El Paseo del Bajo es una obra de 7,1 kilómetros que conecta las autopistas Illia y Buenos Aires-La Plata, con un presupuesto original de $8.700 millones. La obra estuvo a cargo de Autopistas Urbanas (AUSA), pero el proyecto se financió en un 57% con fondos aportados por el Estado Nacional que provenían de un préstamos del Banco de Desarrollo de América Latina (CAF). El 43% restante lo aportó la Ciudad de Buenos Aires. 

Una investigación preliminar de la Procuraduría de Investigaciones Administrativas (PIA), que dirige el fiscal Rodríguez, y otra denuncia de la presidenta de la Auditoría General de la Ciudad, Cecilia Segura (Frente de Todos), sostuvieron que la licitación internacional se direccionó para que el consorcio liderado por la constructora Iecsa fuera adjudicado con el tramo más caro de la obra.

Para hacerlo, según las denuncias, los funcionarios alteraron las normas de la licitación a través de circulares sin consulta e incumpliendo con reglas del pliego: alteraron el orden de apertura de los sobres de ofertas de las empresas. Esta etapa es central ya que en la apertura de sobres se definen cuáles son las mejores ofertas para el Estado y, en esta obra en particular, se definía qué empresa se quedaría con el tramo más caro de la obra: el tramo C, con un presupuesto estimado en $4.480 millones. 

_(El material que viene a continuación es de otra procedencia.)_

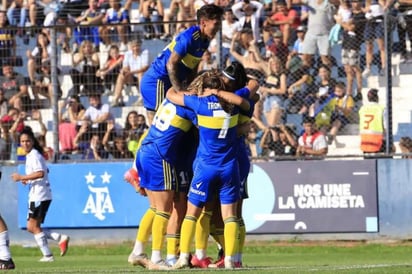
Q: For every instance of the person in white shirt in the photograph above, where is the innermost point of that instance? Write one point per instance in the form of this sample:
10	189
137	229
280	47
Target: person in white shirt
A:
135	63
40	196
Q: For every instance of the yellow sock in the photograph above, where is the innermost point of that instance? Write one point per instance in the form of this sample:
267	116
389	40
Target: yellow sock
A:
202	230
159	229
145	226
187	233
231	236
172	246
242	235
219	237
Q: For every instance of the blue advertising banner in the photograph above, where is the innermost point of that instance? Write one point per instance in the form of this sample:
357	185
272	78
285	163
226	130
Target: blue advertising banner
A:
312	197
88	195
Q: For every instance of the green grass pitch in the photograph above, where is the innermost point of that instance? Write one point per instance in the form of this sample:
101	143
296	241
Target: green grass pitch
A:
259	257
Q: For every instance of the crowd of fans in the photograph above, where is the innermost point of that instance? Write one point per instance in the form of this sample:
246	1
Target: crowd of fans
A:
284	44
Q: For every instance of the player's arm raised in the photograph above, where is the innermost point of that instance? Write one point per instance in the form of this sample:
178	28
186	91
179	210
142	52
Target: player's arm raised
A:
172	69
231	98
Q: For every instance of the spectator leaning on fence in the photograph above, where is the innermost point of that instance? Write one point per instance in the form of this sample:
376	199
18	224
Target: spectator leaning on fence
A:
249	14
320	22
42	51
375	31
7	39
351	45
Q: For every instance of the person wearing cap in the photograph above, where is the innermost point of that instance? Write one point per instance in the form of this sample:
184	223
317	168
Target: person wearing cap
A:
372	124
177	65
312	143
286	19
14	87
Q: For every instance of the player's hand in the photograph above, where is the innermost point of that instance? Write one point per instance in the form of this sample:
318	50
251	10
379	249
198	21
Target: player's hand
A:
16	177
132	177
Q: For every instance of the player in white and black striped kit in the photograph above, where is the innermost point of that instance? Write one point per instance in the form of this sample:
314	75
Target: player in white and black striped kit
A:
40	196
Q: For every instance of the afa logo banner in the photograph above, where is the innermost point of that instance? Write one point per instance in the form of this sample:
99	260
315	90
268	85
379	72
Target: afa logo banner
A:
88	195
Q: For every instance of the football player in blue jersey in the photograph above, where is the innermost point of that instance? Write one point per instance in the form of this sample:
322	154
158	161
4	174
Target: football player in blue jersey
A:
235	78
215	167
159	161
177	64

El gobierno de Rodríguez Larreta sostuvo ante la consulta de elDiarioAR que “las denuncias no tienen sustento” y que la licitación fue aprobada por la Procuración General de la Ciudad y que el organismo que depende del Ejecutivo porteño no detectó ninguna irregularidad administrativa en el pliego, el proceso y la adjudicación del contrato. Sobre la alteración en el orden de apertura de los sobres, la Procuración de la Ciudad entendió que la decisión “estaba dentro de las atribuciones de los funcionarios y que en ningún momento actuaron contra los intereses del Gobierno porteño”. 

Cerca de Dietrich sostienen que “fue una licitación internacional 100% transparente y cumpliendo todos los requisitos de los organismos multilaterales”, aunque señalaron que el proceso estuvo a cargo de la Ciudad.

Allegados a Calcaterra no respondieron aún su posición pero cerca del empresario ya han manifestado que resulta “imposible” que las autoridades o las empresas que concursaron pudieran conocer de antemano las ofertas para poder alterar las reglas que terminaron adjudicando el tramo más caro de la obra al consorcio encabezado por Iecsa. La constructora fue vendida en marzo de 2017, tres meses después de la adjudicación del tramo C. Allegados al empresario han desmentido que el contrato haya influido en la capitalización de la compañía.